The Clock Struck Thirteen
The night the clock chimed thirteen it was already feeling chill in the air, And the ghosts that had gathered around midnight had waited there, All expectant faces and the hopeful anticipation huddled on the stair, Only one of them would pass through the veil of death or else it wasn't fair.
On All Hallow's Eve there is a weakness in the barrier dividing our two planes, And if someone willingly dies in the mortal world a ghost comes back again, But only on the strike of thirteen by the grandfather clock if it pours with rain, Such was the nature of magic at a time of Fairy mischief in the age of their reign.
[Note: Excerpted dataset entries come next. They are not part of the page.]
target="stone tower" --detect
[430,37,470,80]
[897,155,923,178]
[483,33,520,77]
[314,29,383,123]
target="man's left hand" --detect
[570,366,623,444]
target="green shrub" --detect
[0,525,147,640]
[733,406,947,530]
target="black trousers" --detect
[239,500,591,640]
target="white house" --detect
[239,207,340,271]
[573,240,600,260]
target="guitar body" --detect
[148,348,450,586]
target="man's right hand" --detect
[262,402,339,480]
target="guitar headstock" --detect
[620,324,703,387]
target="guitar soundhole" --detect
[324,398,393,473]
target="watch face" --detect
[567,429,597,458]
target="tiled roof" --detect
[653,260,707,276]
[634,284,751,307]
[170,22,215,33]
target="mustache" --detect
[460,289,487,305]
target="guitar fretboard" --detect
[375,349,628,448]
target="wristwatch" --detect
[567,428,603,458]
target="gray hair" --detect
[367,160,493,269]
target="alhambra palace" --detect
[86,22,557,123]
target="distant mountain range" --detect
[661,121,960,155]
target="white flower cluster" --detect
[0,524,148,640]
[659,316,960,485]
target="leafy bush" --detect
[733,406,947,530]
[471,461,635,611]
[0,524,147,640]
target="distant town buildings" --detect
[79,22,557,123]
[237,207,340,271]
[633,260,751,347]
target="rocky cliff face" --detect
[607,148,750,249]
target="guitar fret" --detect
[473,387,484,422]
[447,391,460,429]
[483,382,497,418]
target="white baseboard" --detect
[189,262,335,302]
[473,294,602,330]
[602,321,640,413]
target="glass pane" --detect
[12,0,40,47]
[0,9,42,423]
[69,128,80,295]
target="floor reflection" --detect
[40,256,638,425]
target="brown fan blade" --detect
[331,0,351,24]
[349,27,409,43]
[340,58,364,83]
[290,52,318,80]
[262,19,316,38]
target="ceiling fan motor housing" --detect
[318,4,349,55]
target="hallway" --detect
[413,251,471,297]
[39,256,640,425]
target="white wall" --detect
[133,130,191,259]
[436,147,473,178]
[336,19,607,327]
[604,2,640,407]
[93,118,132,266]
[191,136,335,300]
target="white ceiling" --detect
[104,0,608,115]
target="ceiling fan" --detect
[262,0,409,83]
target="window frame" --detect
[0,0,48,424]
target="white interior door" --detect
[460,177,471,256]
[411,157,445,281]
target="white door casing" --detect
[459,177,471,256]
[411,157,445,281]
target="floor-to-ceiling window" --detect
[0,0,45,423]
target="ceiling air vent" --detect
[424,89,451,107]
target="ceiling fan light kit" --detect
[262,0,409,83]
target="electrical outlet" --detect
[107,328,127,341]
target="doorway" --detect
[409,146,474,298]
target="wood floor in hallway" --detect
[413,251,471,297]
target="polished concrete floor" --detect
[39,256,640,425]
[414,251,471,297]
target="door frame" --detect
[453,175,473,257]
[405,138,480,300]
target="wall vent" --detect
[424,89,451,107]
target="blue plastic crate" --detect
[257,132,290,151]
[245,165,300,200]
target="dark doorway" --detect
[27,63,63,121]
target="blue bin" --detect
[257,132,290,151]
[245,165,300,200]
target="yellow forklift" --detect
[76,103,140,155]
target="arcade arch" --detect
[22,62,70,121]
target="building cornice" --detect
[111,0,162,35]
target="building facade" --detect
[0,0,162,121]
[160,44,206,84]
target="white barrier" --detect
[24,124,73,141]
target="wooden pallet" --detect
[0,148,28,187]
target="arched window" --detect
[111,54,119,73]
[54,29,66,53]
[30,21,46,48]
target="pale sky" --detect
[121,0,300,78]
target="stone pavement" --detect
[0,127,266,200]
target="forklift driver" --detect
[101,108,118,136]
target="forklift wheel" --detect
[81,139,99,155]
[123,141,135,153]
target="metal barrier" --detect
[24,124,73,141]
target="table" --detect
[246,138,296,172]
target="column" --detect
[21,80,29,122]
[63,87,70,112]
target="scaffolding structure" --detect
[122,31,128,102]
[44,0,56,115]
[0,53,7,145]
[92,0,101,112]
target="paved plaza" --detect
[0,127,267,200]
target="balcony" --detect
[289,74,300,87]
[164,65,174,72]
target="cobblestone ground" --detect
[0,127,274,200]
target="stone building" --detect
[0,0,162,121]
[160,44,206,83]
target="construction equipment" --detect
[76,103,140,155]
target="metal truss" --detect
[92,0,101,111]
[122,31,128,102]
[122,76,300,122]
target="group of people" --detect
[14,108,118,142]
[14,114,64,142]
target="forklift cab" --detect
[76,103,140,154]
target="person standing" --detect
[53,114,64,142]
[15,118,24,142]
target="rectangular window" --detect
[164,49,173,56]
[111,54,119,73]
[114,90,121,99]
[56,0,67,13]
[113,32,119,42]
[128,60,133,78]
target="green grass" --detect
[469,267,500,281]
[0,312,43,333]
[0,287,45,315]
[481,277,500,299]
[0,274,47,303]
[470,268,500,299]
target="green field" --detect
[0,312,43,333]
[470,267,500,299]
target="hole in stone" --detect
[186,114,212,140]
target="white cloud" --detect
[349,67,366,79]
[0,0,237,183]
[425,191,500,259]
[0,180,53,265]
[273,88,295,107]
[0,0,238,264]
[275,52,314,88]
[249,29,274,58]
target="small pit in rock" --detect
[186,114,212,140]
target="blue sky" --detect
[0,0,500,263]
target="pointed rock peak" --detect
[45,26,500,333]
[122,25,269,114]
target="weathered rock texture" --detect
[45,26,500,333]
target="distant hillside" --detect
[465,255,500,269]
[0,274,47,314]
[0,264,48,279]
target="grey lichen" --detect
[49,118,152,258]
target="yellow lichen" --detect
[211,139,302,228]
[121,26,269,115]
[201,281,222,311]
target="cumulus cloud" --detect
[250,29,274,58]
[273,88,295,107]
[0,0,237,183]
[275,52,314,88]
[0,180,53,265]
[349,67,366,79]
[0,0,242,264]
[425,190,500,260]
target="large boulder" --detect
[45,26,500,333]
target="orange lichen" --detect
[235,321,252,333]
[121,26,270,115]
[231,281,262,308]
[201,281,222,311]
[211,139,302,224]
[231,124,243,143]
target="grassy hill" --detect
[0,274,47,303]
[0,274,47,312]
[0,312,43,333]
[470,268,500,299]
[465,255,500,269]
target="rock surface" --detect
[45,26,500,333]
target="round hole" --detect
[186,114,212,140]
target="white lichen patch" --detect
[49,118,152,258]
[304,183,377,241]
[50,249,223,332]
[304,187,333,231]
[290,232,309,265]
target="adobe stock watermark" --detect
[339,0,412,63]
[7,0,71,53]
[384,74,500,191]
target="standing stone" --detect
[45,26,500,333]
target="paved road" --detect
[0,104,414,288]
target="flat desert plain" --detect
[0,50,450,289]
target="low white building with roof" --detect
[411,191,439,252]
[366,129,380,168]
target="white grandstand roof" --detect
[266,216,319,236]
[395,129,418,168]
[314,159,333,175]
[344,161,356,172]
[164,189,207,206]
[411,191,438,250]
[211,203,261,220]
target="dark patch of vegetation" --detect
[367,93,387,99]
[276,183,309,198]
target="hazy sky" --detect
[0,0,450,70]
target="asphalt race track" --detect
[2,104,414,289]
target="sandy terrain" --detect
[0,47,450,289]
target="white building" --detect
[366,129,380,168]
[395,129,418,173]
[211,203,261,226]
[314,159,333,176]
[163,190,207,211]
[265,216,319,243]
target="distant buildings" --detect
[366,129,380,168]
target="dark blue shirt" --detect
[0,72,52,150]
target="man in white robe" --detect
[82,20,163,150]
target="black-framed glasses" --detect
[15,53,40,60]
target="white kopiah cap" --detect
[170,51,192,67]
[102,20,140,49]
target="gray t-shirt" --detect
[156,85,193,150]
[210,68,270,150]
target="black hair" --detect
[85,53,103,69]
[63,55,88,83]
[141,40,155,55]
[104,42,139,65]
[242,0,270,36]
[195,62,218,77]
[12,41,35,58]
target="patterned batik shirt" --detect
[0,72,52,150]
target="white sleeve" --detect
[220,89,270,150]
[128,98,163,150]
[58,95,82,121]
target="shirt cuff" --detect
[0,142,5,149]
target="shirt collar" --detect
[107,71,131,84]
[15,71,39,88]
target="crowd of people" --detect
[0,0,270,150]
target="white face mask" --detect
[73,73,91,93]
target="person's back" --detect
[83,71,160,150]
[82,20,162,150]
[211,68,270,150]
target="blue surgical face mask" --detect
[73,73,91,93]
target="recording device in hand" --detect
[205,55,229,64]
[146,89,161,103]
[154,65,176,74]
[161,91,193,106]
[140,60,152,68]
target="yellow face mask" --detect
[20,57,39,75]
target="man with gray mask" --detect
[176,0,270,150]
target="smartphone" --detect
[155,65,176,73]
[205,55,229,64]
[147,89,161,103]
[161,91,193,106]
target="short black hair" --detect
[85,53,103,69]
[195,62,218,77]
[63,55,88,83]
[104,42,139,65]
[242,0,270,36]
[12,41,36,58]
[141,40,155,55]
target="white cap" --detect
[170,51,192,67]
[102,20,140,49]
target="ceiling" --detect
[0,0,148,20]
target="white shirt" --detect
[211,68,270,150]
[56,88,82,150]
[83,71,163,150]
Expectant spectral faces and showers outside surely dampen their mood, The party-goers have retired the night and they seemed like a healthy brood, And though ghosts aren't always malevolent there were some rather rude, Haunting in plain sight hoping to shock and kill for the thrill of living renewed.
Yet none seemed the type to keel over and none in desperation to end it all, Time's running out our phantoms need a miracle now no matter how small, When from the attic a husband grieving for a lost love leapt off the parapet wall, And as he went down with a frown he said a prayer to that love as he did fall.
Ding ding ding.. came the last chimes at the very moment of his sorrowful death, And a ghost was indeed released into the world again as he took a last breath, "My love, my love I've come back to you," she said his own wife Annabeth, Sadly he's the one, in his grief he's gone - always a twist in fairy magic underneath!